One of the reasons I started this series was that it hopefully allows me to brainstorm games that are outside of the types I would usually design. Sometimes when you’re trying to design more ‘seriously’ you tend to use the same sort of approaches to problems, or even to creating fun in your game, and this leads to a lot of similar designs. For example, for months after Relic Runners was picked up for publication, I tried to make so many games with networks and locations, and in the end all I designed were several poor imitations.

Today’s idea is for a game well outside my normal wheelhouse, a party game. I was inspired in part by the interview with the Bamboozle Brothers (Jay Cromier and Sen-Foong Lim) in which they discuss their latest game, But Wait, There’s More!, a party game where players are trying to pitch weird contraptions to each other. This gave me an idea to try a game where story took centre stage, with a very specific backdrop.


Day 24: From the Belly of a Whale

The players are all seasoned fishermen and women in a stormy port town, far away from any other civilisation. Usually there is not much to disrupt the steady tedium of rain and salt, but this evening, word has reached the pub where the players are gathered that someone has just returned after being swallowed by a whale.

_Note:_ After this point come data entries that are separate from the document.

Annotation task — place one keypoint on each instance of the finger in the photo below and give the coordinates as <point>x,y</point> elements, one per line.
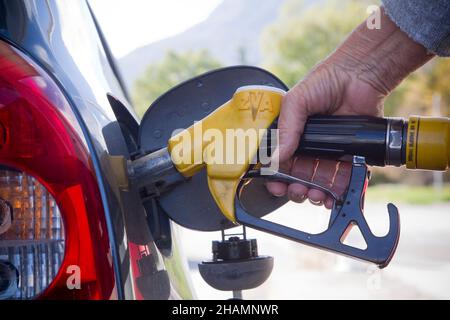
<point>279,189</point>
<point>329,203</point>
<point>291,122</point>
<point>324,176</point>
<point>342,178</point>
<point>302,168</point>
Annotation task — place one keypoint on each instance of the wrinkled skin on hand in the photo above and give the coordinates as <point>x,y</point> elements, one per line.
<point>354,80</point>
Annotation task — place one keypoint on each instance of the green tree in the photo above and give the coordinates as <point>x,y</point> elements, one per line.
<point>173,69</point>
<point>305,33</point>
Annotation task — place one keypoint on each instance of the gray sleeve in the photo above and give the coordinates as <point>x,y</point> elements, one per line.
<point>425,21</point>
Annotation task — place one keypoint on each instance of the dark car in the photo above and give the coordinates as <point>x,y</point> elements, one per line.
<point>69,226</point>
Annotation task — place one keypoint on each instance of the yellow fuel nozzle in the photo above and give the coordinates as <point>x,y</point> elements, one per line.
<point>428,143</point>
<point>227,141</point>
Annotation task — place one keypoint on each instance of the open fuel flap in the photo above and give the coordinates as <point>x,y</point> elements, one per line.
<point>179,170</point>
<point>236,264</point>
<point>189,201</point>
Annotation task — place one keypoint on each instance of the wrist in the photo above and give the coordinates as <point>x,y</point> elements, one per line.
<point>380,57</point>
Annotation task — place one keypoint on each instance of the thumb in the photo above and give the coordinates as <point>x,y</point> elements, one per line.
<point>291,123</point>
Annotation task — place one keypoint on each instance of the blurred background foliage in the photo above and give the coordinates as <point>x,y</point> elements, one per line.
<point>173,69</point>
<point>302,34</point>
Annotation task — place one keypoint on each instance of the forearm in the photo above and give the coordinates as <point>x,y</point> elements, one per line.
<point>380,57</point>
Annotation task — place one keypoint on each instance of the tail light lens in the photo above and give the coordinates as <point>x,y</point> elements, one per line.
<point>31,236</point>
<point>53,235</point>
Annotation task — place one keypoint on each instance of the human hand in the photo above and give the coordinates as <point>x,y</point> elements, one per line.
<point>354,80</point>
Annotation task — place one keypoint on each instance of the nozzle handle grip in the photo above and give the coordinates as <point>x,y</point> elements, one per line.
<point>342,137</point>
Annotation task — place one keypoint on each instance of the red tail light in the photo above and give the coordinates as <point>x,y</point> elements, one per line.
<point>41,140</point>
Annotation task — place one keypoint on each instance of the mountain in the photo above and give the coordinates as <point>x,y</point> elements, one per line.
<point>231,33</point>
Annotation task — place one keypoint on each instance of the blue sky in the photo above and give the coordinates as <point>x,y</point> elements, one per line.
<point>129,24</point>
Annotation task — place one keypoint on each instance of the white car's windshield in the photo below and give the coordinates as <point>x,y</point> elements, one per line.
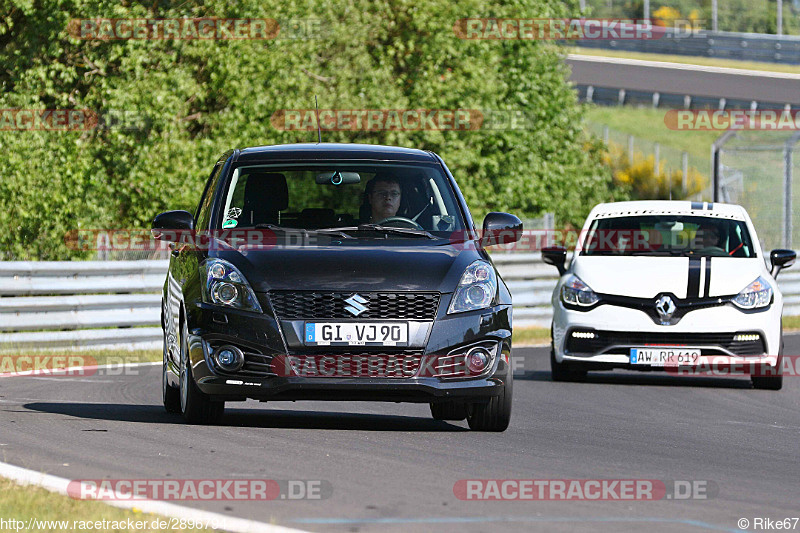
<point>669,235</point>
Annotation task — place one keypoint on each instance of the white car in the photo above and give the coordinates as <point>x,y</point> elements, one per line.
<point>655,284</point>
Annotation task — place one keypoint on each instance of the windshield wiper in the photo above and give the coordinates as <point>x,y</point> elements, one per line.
<point>320,231</point>
<point>409,232</point>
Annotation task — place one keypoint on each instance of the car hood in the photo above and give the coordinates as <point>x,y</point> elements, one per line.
<point>354,268</point>
<point>646,277</point>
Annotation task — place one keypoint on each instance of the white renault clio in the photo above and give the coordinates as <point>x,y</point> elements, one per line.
<point>660,284</point>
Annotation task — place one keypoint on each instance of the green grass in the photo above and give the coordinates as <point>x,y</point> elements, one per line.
<point>530,335</point>
<point>648,124</point>
<point>26,502</point>
<point>689,60</point>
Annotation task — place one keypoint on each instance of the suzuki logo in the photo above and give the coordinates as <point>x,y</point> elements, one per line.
<point>356,306</point>
<point>665,307</point>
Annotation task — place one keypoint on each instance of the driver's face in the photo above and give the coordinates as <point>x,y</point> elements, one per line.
<point>384,200</point>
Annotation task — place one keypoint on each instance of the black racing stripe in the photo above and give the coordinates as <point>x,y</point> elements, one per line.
<point>693,288</point>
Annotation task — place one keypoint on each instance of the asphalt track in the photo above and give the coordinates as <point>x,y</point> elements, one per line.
<point>394,468</point>
<point>695,80</point>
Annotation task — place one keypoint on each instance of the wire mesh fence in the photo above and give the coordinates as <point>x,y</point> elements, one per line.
<point>673,173</point>
<point>760,171</point>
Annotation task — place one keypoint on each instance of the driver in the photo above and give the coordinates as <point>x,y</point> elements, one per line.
<point>384,195</point>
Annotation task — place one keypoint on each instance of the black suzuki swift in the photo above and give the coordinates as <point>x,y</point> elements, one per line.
<point>336,272</point>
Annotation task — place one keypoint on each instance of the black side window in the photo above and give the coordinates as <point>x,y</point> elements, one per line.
<point>203,215</point>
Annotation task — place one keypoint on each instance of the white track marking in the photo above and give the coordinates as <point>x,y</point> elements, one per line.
<point>49,371</point>
<point>683,66</point>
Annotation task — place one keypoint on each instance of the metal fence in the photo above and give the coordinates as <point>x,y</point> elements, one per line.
<point>756,169</point>
<point>116,304</point>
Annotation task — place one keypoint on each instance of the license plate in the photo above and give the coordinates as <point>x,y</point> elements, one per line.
<point>356,334</point>
<point>664,356</point>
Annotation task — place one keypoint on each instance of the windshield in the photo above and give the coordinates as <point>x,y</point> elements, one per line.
<point>355,199</point>
<point>669,235</point>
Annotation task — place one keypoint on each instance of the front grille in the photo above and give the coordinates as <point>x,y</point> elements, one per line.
<point>294,305</point>
<point>357,366</point>
<point>256,364</point>
<point>707,342</point>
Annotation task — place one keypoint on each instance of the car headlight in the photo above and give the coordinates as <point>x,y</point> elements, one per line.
<point>757,294</point>
<point>576,292</point>
<point>225,285</point>
<point>476,289</point>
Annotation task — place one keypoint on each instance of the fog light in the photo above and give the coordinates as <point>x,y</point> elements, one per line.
<point>229,358</point>
<point>225,293</point>
<point>477,360</point>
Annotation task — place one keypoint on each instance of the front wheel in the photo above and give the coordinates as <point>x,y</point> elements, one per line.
<point>171,396</point>
<point>494,415</point>
<point>197,407</point>
<point>564,371</point>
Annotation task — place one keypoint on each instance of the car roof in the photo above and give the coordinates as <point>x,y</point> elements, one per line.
<point>323,151</point>
<point>669,207</point>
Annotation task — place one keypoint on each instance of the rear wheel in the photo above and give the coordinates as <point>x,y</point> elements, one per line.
<point>564,371</point>
<point>495,414</point>
<point>449,411</point>
<point>171,396</point>
<point>197,407</point>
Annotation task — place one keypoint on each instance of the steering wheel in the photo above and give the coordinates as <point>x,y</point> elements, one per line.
<point>403,222</point>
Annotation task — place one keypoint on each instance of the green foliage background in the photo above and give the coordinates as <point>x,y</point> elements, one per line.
<point>200,98</point>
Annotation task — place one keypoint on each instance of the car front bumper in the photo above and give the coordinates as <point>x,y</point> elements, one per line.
<point>271,344</point>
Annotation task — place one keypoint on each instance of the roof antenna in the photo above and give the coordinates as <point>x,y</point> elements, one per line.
<point>319,129</point>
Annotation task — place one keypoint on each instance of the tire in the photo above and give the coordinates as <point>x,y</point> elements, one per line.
<point>197,407</point>
<point>171,396</point>
<point>771,382</point>
<point>564,371</point>
<point>449,411</point>
<point>495,414</point>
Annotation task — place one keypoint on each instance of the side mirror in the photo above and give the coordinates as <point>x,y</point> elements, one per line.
<point>556,256</point>
<point>501,228</point>
<point>169,225</point>
<point>781,259</point>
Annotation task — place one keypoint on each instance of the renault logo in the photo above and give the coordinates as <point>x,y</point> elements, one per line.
<point>665,307</point>
<point>356,305</point>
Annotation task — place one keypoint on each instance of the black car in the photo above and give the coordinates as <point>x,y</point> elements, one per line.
<point>336,272</point>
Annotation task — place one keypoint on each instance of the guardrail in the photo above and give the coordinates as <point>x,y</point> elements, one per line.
<point>72,304</point>
<point>117,304</point>
<point>721,44</point>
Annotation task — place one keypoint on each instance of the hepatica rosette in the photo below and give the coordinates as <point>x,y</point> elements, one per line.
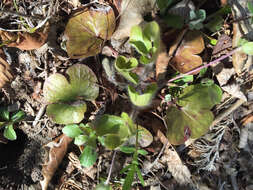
<point>191,116</point>
<point>66,95</point>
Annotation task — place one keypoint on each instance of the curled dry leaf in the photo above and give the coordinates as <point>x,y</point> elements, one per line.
<point>25,40</point>
<point>87,30</point>
<point>131,14</point>
<point>186,58</point>
<point>57,150</point>
<point>5,71</point>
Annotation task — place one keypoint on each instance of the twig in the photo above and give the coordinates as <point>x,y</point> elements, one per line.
<point>110,170</point>
<point>228,111</point>
<point>39,115</point>
<point>21,14</point>
<point>207,65</point>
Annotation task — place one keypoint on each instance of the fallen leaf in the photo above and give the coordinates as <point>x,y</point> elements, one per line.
<point>191,117</point>
<point>87,30</point>
<point>25,40</point>
<point>235,90</point>
<point>57,150</point>
<point>241,61</point>
<point>248,119</point>
<point>5,70</point>
<point>171,158</point>
<point>186,58</point>
<point>131,14</point>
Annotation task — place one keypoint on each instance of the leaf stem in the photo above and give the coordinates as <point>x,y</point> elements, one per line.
<point>110,170</point>
<point>207,65</point>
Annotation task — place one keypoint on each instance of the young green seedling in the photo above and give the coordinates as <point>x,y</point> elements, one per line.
<point>8,121</point>
<point>66,97</point>
<point>146,41</point>
<point>83,135</point>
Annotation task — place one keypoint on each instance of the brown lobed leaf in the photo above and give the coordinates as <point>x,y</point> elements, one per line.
<point>25,40</point>
<point>131,14</point>
<point>186,58</point>
<point>87,30</point>
<point>5,70</point>
<point>57,150</point>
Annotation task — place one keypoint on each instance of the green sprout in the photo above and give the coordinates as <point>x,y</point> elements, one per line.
<point>8,120</point>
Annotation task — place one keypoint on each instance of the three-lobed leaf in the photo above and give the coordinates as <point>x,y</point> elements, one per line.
<point>146,41</point>
<point>60,91</point>
<point>192,117</point>
<point>124,66</point>
<point>87,30</point>
<point>63,113</point>
<point>10,133</point>
<point>144,99</point>
<point>88,156</point>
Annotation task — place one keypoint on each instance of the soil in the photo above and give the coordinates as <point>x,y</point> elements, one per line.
<point>21,161</point>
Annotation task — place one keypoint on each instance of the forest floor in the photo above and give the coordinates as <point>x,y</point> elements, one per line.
<point>219,160</point>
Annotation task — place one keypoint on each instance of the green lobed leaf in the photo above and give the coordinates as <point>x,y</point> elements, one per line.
<point>200,96</point>
<point>146,41</point>
<point>127,149</point>
<point>163,4</point>
<point>139,176</point>
<point>145,138</point>
<point>80,139</point>
<point>66,114</point>
<point>142,152</point>
<point>192,117</point>
<point>129,178</point>
<point>112,141</point>
<point>4,114</point>
<point>10,133</point>
<point>20,115</point>
<point>72,131</point>
<point>82,84</point>
<point>144,99</point>
<point>88,156</point>
<point>174,21</point>
<point>124,67</point>
<point>87,30</point>
<point>108,124</point>
<point>103,186</point>
<point>187,123</point>
<point>248,48</point>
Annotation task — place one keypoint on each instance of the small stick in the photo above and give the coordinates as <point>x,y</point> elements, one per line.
<point>224,114</point>
<point>21,14</point>
<point>110,170</point>
<point>39,115</point>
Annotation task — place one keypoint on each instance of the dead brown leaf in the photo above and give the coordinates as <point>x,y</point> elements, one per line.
<point>241,61</point>
<point>57,150</point>
<point>5,70</point>
<point>186,58</point>
<point>162,63</point>
<point>248,119</point>
<point>131,14</point>
<point>25,40</point>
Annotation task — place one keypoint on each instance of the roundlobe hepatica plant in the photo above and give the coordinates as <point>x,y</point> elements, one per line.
<point>66,95</point>
<point>191,116</point>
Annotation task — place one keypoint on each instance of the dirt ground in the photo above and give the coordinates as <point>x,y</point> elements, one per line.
<point>221,165</point>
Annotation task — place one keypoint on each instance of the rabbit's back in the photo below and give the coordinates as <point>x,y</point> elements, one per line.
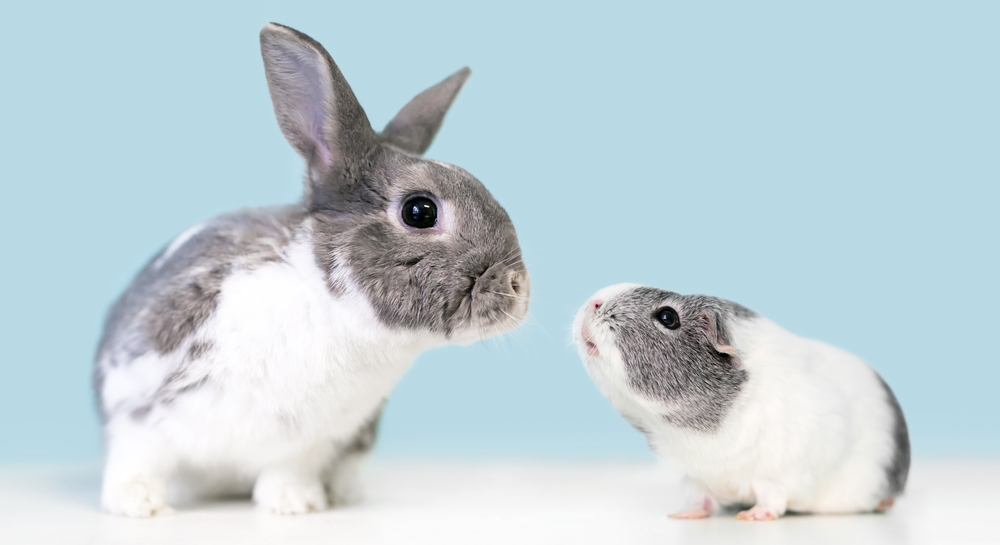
<point>178,290</point>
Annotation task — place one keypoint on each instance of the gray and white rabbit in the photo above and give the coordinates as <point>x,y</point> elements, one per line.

Being the boastful kind of people you would expect from fishermen, each of the players is trying to convince the others that they were the one who was in the whale.

Each player has a hand of cards, which give details of the whale itself (it had already swallowed 3 other ships!) or of the sailor’s exploits (I was stuck in its belly for hours, and I almost lost my mind due to the bellowing of its lungs!). On their turn, a player is essentially trying to string together as many of the cards in their hand to form a coherent story. As they play the cards, they explain how they fit together, and are encouraged to give more details than what is expressly noted on the cards themselves.

As the active player is telling their story, they can be interrupted by another player playing one of their cards. This is essentially a challenge to the active player’s tale, asking them how their card fits into their story. Essentially players should wait for the opportune time when they think their card contradicts some part of the tale being told. The active player has 15 seconds to adequately explain how the new card fits in the tale. If they are able to, they take that card and make it part of their story. This is good, as a player scores points equal to the number of cards in their story. However, if they falter in their explanation or fail to make any sense (as judged by a simple vote by the other players who are not involved), then the story is broken. The active player’s turn ends with them scoring no points, and the interrupting player gains 2 points.

Play continues from player to player in this way, with players drawing up to a hand size of 6 at the start of each of their turns. Once the deck runs out, each player has one last chance to tell a story before the game ends.


Being a novice when it comes to both playing and designing storytelling games, the mechanic in this game may have already been done. But hopefully a group would really get into the grim and dark world that the game takes place in, and would start to feel like this occurrence with the whale must have been truly incredible as the details continue to pile up. The cards should have enough details that you could plausibly trap someone if you interrupt at the right time, and this is where the real interest in the game could be. If you enjoy these types of games, how would you make this one better?